March 08, 2002 18:43
Compaq CEO Could Come Out Ahead in Hewlett-Packard Merger By Crayton Harrison, The Dallas Morning News Mar. 8--The two chief executive officers took over their companies three years ago, just in time for a devastating slump in their industry. Both have now staked their companies' futures on a giant merger.
But their reputations have gone in different directions.
One of the CEOs, Hewlett-Packard Co.'s Carly Fiorina, is widely believed to have staked her job on the merger.
The other, Compaq Computer Corp.'s Michael Capellas, will almost certainly keep his job even if H-P shareholders decide in their March 19 meeting not to buy his company for about $21 billion.
H-P was in much better financial and strategic shape than Compaq before their Sept. 4 merger announcement, and probably still is, analysts said.

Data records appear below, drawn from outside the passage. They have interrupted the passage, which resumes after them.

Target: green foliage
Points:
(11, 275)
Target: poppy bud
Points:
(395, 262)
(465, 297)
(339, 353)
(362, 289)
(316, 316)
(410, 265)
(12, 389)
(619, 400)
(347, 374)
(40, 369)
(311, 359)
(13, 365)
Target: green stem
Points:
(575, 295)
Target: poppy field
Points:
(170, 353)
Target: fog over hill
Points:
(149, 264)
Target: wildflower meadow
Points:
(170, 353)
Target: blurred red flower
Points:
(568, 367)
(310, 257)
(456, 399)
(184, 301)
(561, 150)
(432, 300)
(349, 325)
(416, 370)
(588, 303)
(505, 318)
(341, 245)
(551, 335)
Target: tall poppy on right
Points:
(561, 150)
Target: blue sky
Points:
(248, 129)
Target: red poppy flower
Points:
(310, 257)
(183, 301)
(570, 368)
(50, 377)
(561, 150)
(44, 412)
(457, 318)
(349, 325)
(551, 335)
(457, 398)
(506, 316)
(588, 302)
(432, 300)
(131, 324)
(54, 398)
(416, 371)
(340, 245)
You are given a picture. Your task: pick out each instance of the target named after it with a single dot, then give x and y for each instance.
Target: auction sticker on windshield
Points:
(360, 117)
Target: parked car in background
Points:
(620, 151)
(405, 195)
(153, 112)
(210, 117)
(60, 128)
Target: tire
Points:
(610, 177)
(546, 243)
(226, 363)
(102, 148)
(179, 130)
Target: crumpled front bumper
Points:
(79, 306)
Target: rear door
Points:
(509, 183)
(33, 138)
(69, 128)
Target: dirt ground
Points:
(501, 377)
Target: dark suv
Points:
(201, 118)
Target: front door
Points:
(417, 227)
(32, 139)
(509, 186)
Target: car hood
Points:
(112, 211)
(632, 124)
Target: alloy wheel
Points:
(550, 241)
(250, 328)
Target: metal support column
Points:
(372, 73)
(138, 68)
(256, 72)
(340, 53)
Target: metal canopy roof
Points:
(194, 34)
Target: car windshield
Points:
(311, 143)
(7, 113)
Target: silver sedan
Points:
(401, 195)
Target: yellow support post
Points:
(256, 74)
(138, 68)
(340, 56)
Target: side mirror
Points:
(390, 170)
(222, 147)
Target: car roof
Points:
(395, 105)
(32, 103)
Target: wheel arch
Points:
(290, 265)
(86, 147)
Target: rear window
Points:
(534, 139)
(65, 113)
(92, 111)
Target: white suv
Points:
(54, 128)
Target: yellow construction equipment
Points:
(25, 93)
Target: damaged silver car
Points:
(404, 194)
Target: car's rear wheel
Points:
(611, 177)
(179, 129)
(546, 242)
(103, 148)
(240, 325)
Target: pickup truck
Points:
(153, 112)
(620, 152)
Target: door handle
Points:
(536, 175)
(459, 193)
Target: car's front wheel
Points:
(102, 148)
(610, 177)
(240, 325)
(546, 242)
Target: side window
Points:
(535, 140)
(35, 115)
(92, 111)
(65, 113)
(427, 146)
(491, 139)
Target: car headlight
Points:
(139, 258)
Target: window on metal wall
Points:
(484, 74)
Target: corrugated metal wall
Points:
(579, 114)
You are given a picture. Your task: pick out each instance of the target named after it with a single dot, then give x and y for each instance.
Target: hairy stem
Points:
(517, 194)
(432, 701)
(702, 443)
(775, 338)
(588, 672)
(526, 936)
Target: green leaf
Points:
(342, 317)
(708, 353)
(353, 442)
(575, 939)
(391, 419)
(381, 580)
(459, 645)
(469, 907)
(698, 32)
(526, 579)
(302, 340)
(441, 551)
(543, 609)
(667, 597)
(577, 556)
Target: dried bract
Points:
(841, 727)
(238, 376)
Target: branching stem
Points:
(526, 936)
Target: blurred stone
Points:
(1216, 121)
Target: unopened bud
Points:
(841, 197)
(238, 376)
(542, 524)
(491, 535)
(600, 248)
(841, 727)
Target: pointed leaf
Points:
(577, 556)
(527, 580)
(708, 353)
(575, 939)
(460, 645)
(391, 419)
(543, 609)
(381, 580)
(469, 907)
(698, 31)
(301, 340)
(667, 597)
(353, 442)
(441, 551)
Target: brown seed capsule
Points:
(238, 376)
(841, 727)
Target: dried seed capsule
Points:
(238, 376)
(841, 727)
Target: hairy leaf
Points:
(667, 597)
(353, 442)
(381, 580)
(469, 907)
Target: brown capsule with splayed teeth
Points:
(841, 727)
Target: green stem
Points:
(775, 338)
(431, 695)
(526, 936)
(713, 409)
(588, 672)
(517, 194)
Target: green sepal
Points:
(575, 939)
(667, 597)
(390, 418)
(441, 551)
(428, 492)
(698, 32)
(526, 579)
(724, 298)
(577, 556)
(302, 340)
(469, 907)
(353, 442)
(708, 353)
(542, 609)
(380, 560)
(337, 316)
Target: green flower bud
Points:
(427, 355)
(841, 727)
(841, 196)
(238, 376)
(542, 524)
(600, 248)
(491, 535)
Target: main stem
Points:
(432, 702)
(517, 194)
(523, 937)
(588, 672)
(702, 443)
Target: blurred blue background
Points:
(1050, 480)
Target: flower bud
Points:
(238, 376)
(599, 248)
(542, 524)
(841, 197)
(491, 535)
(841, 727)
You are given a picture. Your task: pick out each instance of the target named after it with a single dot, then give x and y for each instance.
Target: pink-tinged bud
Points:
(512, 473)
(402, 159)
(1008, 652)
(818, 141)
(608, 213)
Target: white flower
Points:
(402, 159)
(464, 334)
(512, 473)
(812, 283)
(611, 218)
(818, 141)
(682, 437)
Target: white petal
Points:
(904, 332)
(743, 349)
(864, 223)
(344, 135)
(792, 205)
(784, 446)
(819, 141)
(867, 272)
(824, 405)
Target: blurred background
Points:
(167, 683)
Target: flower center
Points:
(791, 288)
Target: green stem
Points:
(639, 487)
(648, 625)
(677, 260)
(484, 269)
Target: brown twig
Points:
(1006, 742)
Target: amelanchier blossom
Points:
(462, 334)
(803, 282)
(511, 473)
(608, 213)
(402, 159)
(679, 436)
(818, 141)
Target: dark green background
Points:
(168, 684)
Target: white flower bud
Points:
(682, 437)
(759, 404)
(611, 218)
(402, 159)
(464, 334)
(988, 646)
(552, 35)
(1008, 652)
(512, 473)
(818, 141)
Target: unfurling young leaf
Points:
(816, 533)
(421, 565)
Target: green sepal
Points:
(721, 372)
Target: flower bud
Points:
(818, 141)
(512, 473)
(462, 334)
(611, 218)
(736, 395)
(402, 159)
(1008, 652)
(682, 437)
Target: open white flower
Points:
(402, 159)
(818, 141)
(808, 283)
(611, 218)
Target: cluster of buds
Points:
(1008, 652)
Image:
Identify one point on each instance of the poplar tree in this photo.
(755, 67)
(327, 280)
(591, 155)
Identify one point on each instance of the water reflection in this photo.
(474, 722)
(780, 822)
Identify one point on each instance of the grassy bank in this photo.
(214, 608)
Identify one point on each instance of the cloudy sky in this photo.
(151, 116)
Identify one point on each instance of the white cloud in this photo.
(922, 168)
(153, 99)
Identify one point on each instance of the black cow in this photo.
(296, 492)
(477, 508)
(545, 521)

But the infighting at H-P has left Ms. Fiorina's public image battered, while H-P's campaign to prove that Compaq is an attractive purchase has made Mr. Capellas look like a financial wizard, said Rob Enderle, an analyst with Giga Information Group in Santa Clara, Calif.
"Carly's actually building Compaq up as the better of the two firms, so Capellas looks pretty good," Mr. Enderle said. "The way they're talking, if this merger goes through, they might as well get rid of Carly and go with Capellas as CEO."
It wasn't always this way. Ms. Fiorina and Mr. Capellas took over their jobs within three days of each other back in July 1999.
Ms. Fiorina was a rising star in the technology industry, coming to H-P from her presidency of Lucent Technologies' global service provider business. Her job, analysts said then, was to energize an already well-positioned company with her marketing savvy.
Mr. Capellas had been chief information officer for just eight months before a management shake-up made him interim chief operating officer. Industry watchers speculated then that he'd be a puppet for chairman Ben Rosen, who had led the charge to fire previous CEO Eckhard Pfeiffer.
Only a year after they took over, both executives ran into a slump in PC sales that continues today. Both said they'd steer their strategy toward more diverse products and stronger services businesses.
Ms. Fiorina spent months on a plan to acquire the consulting division of PricewaterhouseCoopers, but eventually decided against it. Mr. Capellas, meanwhile, completed the task of integrating two companies Compaq had acquired before he took over -- Tandem Computers Inc. and Digital Equipment Corp.
Those two acquisitions had been widely viewed as failures because of the steep costs of integrating the companies. In fact, some analysts still think they were mistakes, and dissident H-P board member Walter Hewlett has pointed to them as illustrations of the folly of high-tech mergers.
But in its report this week recommending that H-P shareholders vote for the merger, advisory firm Institutional Shareholder Services pointed to the Digital acquisition as part of a learning curve that would help Mr. Capellas implement the new merger.
The acquisitions have helped Compaq build its products and services in the long run, said Peter Blackmore, Compaq's vice president of sales and services.
"The first 18 months of the Digital acquisition, we didn't cover ourselves in glory, but today our services are very strong because of it," Mr. Blackmore said. "The management that's here now is the management that made it work."
Essentially, Mr. Capellas brought a troubled company into a position where it could be bought, said Charles Wolf, an analyst with Needham & Co. in New York.
"I think the shareholders are reasonably pleased with what he's done with the company, although it's not been all that great," he said. "With the crappy economy, with a horrendous merger that they had to consummate, he's done probably the best job he could."
Since the merger announcement, Mr. Hewlett's team and H-P have traded barbs almost every day. On Thursday, the two camps debated over the accuracy of a news organization's survey of customers and over the significance of Standard & Poor's downgrade of H-P's bond rating from an A-1 plus to an A-2.
H-P shareholders have hammered the company's stock, lowering the value of the stock-swap acquisition to $21 billion from the original price of $25 billion.
Some shareholders are simply not sure Ms. Fiorina can successfully put the two companies together, said Ashok Kumar, an analyst at U.S. Bancorp Piper Jaffray in Minneapolis.
"I don't think she has the track record to back up what she's saying about integrating these companies," Mr. Kumar said. "Clearly that's an issue for a lot of investors."
Shares of H-P fell 18 cents to $20 and Compaq shares rose 17 cents to $11.15 in New York Stock Exchange trading Thursday.
While Ms. Fiorina and H-P fight internal battles, Compaq has had no dissident to fight, and that may be Mr. Capellas' biggest saving grace, said Mr. Enderle of Giga.
"Nobody's hunting him," Mr. Enderle said. "If this merger breaks apart, he still comes out ahead."